Federal judge finds Florida social media law likely violates free speech


A 3D printed Facebook logo is displayed in front of the Twitter logo, in this illustration taken on October 25, 2017. REUTERS / Dado Ruvic / Illustration

June 30 (Reuters) – A federal judge on Wednesday blocked a recently enacted Florida law that sought to allow the state to penalize social media companies when they ban political candidates, with the judge saying the law likely violated freedom expression.

U.S. District Judge Robert Hinkle in Tallahassee issued a preliminary injunction blocking application of the law, which was due to go into effect Thursday.

“This order preliminary directs the application of those parts of the law that are preempted or violate the First Amendment,” the judge said in the order filed with the United States District Court for the Northern District of the Florida.

“Complainants are likely to prevail over the merits of their claim that these laws violate the First Amendment,” Hinkle wrote. The First Amendment to the United States Constitution guarantees citizens the right to free speech.

Two tech trade groups filed a lawsuit against Florida in May over the new law. Read more

The lawsuit said the bill signed by Florida Gov. Ron DeSantis, a Republican, in May was unconstitutional. It was tabled by Internet lobby groups NetChoice and Computer & Communications Industry Association (CCIA). Group members include Facebook (FB.O), Twitter (TWTR.N) and Alphabet (GOOGL.O) Google.

Florida was to be the first state to regulate how social media companies moderate online speech. The new law would have made it easier for the Florida attorney general and others in the state to prosecute tech companies over allegations that platforms have imposed content moderation on users unfairly or inconsistently.

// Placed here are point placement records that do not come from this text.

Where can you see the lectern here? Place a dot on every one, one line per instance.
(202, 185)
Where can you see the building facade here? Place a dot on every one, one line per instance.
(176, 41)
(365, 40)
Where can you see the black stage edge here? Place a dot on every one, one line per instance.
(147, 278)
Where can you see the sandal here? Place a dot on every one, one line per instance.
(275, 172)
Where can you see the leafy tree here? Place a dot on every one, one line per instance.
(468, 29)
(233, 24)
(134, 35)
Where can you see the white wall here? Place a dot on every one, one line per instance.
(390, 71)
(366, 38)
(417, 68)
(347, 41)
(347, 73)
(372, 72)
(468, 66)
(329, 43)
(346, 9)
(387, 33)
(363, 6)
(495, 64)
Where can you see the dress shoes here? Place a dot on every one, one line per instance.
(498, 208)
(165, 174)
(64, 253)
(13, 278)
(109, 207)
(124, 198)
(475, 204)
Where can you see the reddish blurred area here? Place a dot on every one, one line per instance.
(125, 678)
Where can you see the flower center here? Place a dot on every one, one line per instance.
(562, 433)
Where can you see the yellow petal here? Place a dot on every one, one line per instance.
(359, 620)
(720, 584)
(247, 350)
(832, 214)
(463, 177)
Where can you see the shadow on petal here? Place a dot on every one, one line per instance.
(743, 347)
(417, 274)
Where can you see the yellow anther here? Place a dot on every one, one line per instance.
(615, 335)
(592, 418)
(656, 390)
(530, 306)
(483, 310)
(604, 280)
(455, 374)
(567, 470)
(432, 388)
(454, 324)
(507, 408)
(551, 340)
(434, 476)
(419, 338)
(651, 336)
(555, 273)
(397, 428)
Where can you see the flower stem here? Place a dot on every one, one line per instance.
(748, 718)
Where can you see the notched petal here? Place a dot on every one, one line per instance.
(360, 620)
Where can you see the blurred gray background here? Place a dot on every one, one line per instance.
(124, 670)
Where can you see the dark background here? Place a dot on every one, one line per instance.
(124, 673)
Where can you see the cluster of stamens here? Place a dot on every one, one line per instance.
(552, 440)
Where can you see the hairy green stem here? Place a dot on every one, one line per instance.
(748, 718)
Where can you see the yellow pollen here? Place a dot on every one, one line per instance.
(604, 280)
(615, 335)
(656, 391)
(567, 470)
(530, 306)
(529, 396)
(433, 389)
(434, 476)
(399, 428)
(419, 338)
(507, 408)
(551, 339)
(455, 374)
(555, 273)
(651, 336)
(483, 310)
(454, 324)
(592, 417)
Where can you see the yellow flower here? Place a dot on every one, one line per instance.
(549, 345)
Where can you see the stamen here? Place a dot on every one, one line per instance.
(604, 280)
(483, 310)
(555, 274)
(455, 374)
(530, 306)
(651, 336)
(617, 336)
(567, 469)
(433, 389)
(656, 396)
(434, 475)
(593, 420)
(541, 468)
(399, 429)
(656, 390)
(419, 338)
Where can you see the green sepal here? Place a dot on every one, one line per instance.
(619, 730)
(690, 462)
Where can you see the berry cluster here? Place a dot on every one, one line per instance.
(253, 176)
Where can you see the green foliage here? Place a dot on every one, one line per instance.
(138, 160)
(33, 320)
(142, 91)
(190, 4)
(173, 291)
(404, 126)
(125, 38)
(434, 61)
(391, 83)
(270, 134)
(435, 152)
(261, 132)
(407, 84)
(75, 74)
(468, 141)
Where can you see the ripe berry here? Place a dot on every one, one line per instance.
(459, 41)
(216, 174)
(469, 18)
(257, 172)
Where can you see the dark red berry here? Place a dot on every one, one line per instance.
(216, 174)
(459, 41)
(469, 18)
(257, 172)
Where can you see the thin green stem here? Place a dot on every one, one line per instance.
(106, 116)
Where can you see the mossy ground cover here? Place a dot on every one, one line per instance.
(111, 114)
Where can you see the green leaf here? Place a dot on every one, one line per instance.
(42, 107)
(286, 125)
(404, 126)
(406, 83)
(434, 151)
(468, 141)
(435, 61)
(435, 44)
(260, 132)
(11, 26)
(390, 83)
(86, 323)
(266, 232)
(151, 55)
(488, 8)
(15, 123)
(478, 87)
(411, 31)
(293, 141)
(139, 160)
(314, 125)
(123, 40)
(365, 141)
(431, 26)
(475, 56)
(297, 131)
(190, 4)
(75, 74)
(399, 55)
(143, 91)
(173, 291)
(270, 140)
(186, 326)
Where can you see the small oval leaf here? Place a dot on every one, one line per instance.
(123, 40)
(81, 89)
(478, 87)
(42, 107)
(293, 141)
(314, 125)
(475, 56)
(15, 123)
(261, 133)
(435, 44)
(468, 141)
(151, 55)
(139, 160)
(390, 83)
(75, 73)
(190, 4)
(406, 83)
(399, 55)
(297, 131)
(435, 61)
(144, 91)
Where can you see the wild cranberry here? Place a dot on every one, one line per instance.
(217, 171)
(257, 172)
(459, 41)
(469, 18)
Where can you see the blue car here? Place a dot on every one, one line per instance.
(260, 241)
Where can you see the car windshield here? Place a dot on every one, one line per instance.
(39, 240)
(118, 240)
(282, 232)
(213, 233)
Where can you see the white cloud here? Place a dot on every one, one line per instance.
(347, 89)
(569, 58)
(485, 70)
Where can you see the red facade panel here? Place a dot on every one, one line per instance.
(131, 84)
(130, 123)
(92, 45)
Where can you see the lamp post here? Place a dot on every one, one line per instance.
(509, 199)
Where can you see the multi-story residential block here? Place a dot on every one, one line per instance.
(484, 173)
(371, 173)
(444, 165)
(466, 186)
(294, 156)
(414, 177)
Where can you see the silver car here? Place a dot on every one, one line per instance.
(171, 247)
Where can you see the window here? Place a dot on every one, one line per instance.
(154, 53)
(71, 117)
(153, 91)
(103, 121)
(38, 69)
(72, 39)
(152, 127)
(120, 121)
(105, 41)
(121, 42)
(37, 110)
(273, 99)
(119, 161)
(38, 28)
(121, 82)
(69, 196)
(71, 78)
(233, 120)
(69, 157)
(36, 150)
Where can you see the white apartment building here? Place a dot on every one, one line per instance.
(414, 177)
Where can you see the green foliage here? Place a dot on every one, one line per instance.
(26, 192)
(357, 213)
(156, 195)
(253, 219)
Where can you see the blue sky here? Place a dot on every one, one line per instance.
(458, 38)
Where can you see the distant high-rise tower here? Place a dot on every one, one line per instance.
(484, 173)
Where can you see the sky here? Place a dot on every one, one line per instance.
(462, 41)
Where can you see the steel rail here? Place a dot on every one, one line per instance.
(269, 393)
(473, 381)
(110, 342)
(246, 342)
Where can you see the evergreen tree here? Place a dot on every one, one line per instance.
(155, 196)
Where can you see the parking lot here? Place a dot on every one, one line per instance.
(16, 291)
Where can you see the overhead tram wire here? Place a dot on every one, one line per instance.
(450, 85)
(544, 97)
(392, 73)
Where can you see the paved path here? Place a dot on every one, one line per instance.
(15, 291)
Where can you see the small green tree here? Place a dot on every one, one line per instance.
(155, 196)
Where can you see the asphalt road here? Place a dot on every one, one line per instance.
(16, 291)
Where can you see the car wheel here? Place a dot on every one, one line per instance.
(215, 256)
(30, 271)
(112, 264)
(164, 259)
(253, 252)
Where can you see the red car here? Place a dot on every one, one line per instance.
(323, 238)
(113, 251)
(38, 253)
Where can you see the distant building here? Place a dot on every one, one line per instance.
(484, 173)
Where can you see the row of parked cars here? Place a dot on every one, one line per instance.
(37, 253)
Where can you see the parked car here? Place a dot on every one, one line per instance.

The law has been criticized by internet law experts as unconstitutional and anticipated by Section 230, a federal law that protects online businesses from liability for content posted by users.

Former President Donald Trump, also a Republican, was blocked on Twitter, Facebook and YouTube after platforms banned or suspended him due to risks of further violence following the January 6 assault on the U.S. Capitol by some of his supporters. The ban added to long-standing accusations by Republicans that online platforms censor content because of anti-conservative biases.